Today’s business world increasingly takes place in a global environment whose consumers’ needs are constantly changing — driven by the rise of emerging economies like Brazil, China and India, among others. Staying relevant in such an environment requires being able to read trends that can make or break a business, depending on how its management seeks to capitalize on them.
Emergence of Robotics
Once viewed as the domain of science fiction writers, robotics is playing a bigger role for companies looking to boost productivity, yet remain competitive globally. Examples include nations like China, which has embraced robots as a way to control its spiraling wages, an analysis by the Bank of New York Mellon suggests. The International Federation of Robotics estimated robot sales of 225,000 units in 2014, or 27 percent better than 2013, the bank’s report indicates. The auto industry remains the top robotics user, with further growth anticipated in the education, healthcare and leisure fields.
New Supply Chain Management Models
The vulnerability of production lines to disasters has prompted many businesses to rethink traditional concepts of supply chain management — which focused on tight inventories and limiting production at a handful of facilities, suggests a Deloitte University Press report on key trends of 2014. Toyota rethought its approach after a major earthquake in Japan — where most of its parts facilities were located — led to a 29.9 percent global decrease in production, the report states. Toyota responded by spreading its production over more facilities, and re-engineering many of its vehicle components to allow the use of more common parts.

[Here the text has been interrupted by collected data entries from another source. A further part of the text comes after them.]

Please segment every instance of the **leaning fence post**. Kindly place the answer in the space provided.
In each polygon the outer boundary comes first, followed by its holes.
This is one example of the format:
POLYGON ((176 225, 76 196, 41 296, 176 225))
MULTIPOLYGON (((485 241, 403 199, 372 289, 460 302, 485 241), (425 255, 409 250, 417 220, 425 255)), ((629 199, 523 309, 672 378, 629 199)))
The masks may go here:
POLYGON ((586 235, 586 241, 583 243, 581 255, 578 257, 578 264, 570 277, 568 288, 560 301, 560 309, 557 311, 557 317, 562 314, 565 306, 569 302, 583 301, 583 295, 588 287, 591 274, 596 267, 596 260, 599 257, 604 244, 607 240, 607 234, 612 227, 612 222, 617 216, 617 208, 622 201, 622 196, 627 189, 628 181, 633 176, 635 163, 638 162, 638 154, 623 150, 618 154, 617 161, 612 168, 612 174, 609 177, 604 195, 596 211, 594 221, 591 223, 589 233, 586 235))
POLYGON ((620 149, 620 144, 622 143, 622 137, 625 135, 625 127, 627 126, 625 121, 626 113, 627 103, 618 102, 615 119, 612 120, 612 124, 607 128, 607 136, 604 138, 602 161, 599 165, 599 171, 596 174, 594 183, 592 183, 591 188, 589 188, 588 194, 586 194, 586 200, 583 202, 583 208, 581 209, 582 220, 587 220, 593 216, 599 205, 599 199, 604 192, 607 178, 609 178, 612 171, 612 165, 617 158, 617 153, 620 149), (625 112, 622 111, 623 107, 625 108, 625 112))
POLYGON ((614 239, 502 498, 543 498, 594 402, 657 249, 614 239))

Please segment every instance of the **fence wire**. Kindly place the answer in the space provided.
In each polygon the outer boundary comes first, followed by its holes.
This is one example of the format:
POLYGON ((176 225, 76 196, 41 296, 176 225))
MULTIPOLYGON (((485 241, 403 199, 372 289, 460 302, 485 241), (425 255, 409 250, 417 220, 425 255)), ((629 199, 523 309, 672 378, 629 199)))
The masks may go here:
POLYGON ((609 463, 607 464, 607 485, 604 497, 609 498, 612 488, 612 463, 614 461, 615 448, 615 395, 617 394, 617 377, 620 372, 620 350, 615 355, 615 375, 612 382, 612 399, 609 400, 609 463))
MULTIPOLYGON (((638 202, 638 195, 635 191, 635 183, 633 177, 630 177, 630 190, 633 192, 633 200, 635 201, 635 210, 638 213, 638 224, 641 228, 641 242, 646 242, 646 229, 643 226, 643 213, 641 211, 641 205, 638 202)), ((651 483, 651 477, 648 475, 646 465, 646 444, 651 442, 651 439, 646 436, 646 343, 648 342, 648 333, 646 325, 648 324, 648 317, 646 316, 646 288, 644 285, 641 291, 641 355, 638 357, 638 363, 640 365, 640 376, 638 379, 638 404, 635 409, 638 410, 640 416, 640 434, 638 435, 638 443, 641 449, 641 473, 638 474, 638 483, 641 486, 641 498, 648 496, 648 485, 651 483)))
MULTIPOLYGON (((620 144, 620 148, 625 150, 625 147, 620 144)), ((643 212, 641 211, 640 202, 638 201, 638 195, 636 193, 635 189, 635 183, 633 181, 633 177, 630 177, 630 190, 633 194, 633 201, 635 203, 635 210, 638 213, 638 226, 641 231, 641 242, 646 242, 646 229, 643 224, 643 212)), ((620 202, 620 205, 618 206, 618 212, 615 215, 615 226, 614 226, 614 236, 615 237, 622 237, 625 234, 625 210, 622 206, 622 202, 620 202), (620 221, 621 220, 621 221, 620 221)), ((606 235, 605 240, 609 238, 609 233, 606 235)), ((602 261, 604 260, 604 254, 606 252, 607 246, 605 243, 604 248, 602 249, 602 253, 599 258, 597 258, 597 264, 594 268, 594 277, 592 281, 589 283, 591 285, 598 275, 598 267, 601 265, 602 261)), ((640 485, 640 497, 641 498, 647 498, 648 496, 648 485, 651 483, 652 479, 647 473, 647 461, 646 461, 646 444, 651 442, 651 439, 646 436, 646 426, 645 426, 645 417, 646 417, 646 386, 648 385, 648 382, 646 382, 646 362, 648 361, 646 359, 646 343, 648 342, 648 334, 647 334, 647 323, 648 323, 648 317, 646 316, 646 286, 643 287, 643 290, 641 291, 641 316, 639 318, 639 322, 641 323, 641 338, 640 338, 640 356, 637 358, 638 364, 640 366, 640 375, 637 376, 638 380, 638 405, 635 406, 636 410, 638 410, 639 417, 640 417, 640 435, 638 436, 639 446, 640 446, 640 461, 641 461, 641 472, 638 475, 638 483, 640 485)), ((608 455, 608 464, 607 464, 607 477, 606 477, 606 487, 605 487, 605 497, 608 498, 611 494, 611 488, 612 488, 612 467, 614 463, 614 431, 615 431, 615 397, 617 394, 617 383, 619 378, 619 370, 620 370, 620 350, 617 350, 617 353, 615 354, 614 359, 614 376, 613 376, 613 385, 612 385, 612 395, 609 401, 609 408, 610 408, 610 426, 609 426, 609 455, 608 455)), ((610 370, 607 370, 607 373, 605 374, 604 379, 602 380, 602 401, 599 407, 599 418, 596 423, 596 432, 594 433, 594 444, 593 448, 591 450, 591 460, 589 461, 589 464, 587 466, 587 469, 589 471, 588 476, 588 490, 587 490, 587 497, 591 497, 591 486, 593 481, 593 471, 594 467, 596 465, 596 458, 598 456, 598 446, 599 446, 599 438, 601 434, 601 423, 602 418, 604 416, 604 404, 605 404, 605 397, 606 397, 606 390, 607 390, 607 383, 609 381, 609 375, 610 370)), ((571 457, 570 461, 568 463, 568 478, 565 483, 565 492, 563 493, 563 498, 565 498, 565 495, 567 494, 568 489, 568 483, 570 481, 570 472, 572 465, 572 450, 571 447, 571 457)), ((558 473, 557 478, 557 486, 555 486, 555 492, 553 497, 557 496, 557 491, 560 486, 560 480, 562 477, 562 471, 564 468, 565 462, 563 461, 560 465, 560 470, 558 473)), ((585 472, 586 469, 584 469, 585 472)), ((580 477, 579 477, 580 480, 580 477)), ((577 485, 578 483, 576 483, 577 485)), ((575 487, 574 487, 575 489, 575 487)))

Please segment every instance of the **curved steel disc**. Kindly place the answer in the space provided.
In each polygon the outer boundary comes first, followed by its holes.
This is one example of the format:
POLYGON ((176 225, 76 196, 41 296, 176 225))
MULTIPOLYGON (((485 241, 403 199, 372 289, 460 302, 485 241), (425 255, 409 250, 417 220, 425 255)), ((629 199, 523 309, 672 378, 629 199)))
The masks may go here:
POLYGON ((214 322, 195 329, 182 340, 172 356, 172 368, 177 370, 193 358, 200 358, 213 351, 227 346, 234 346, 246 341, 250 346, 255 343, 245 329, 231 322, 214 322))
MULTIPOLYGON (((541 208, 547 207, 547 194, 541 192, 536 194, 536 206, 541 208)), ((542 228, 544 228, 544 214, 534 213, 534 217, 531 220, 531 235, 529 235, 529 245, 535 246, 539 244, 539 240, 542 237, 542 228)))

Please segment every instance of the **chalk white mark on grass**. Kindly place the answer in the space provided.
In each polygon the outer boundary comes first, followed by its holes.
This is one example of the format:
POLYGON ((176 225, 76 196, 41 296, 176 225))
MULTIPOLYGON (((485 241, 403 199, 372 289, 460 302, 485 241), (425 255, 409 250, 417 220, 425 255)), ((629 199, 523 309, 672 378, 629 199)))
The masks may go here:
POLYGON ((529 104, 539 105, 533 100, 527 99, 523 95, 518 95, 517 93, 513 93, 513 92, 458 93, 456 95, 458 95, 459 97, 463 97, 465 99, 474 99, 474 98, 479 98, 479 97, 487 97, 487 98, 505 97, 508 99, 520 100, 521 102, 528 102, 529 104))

Growing population diversity requires businesses to rethink previous assumptions of customer bases and how to reach them. Companies that learn this lesson are better able to capitalize on the spending habits of demographic groups that formerly seemed off limits, asserts business consultant Avi Dan in a Forbes magazine article, “11 Marketing Trends to Watch For in 2015.”
Virtual Workforce Expansion
Technologies like email, instant messaging and video conferencing make it possible to interact across different time zones without sharing the same work space, as previous generations of workers did. For example, roughly 20 to 30 million people in the United States now work at least one day a week at home, states a PI Worldwide report posted by the International Association for Human Resource Information Management. Companies, in turn, can increasingly vary schedules and priorities to suit their own production needs.